Taxing times for development centers & IT companies?
Tax Partner, EY
After setting-up an independent committee to review the provisions relating to the General Anti-Avoidance Regulations (‘GAAR’), the Prime Minister has now announced setting-up of a separate committee to review the taxability of Development Centres, the IT sector as well as expediting the process of notifying the safe-harbour provisions. The move seems to be aimed at providing a re-assurance to various domestic and multinational companies facing huge transfer pricing adjustments.
Taxing the Development Centres
Easy availability of skilled staff and the cost competitiveness of India have attracted many global multinational companies to establish their captive subsidiaries here for carrying out activities like product development, software development, performing analytical work etc. These captive entities are popularly referred as Development Centres. The Development Centres are normally as service providers to their global affiliates assuming limited risks and not owning intangible property. Hence, they are typically remunerated so as to earn a return which is commensurate with that earned by comparable uncontrolled service providers.

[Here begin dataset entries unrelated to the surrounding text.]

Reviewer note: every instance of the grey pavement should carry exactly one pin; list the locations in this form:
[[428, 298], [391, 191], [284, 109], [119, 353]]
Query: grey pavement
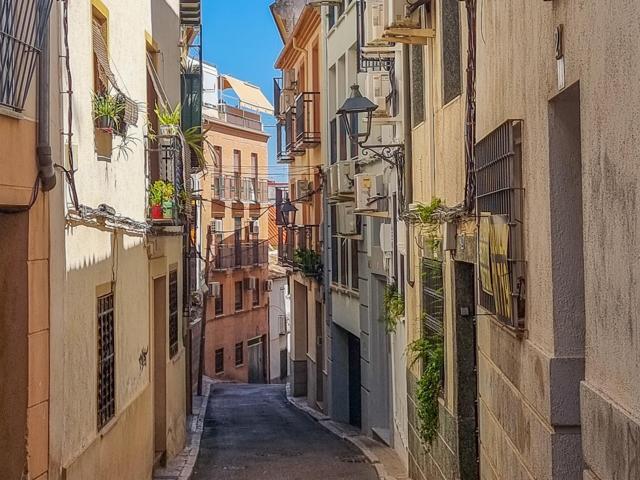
[[252, 432]]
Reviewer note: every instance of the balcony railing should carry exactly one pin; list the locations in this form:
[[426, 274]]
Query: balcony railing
[[307, 120], [234, 253], [240, 117], [234, 188], [164, 156], [299, 249]]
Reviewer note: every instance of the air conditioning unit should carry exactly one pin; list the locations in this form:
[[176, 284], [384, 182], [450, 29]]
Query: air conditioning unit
[[303, 191], [347, 219], [250, 283], [216, 225], [378, 89], [370, 192], [332, 176], [375, 19], [345, 174], [214, 289]]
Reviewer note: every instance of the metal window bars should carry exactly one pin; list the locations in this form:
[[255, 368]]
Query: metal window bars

Going by the recent experience, the tax authorities are actively questioning the appropriateness of the transfer price for these Development Centres. The argument of the tax authorities has been that though the Development Centres have been set-up as an independent company for performing the development work on a peer to peer basis, in many instances they work only as an extension of their parent or group companies’ businesses. Further, their second argument is that these Development Centres perform high level end-to-end services for its parent which leads to creation of intangibles in the form of new products and/ or processes. In the said scenario, the tax authorities perceive that such development centers should earn a return that is commensurate with their overall contribution to the value chain of the multi-national enterprise.
The tax authorities have called for more profits to be allocated to the Indian Development Centres and are seen making huge transfer pricing adjustments in the hands of these Development Centres.
It is anticipated that the Committee will examine the contentious issues relating to taxation of the Development Centres and provide some proposals which would be aimed at making an objective assessment of the activities of the Development Centres and to develop a system of taxation which is fair and in line with the existing international practices.
Safe Harbour provisions
The Committee has been mandated to finalize the Safe Harbour regulations for individual industry sectors in a time bound manner with a direction to roll out Safe Harbour for atleast three sectors/ sub-activities every month beginning with 30 September 2012 and to complete the same for all industries by 31 December 2012.
It is also interesting to note that the OECD in June 2012 released a discussion draft that proposes revisions to the section of Safe Harbours in the Transfer Pricing Guidelines. When these Guidelines were adopted in 1995, the view expressed regarding safe harbour rules was generally negative. However, in the discussion draft they are generally considered more favourably. The proposed revisions suggest that the benefits of safe harbours outweigh the related concerns when such rules are carefully targeted and prescribed and when efforts are made to avoid the problems that could arise from poorly considered safe harbour regimes. The appropriateness of safe harbours can be expected to be most apparent when they are directed at taxpayers and/or transactions which involve low transfer pricing risks and when they are adopted on a bilateral or multilateral basis. It will be useful for the Committee to consider the OECD suggestions while preparing its recommendations.
Taxation of IT Sector
The IT Sector has in the recent past, if one might say, been at the hard end of the tax laws. Denying export-linked exemption in respect of services provided onsite of the customer, retrospective amendment to the tax laws by expanding the definition of royalty to include software payments etc. have substantially increased the headache for the software companies, both domestic as well as Multinationals.
While it seems that the retrospective amendment may not be rolled back and the IT companies may have to live with that, the Committee has been mandated to look into the other issues in connection with taxation of IT companies especially the tax treatment of ‘onsite services’ of domestic Indian companies.
Constitution of the Committee directly by the Prime Minister suggests the sincerity of the Government in resolving the various tax disputes. Further, inviting the stakeholders as well as the tax department to provide their suggestions to arrive at a consensus based solution shows that the Government is keen to make amends for its recent image of being a vexing tax jurisdiction. However, unlike the Committee set-up for reviewing the GAAR guidelines, this Committee is made up Departmental representatives. Given the same, time will tell whether the Committee achieves the objectives that have been outlined for it.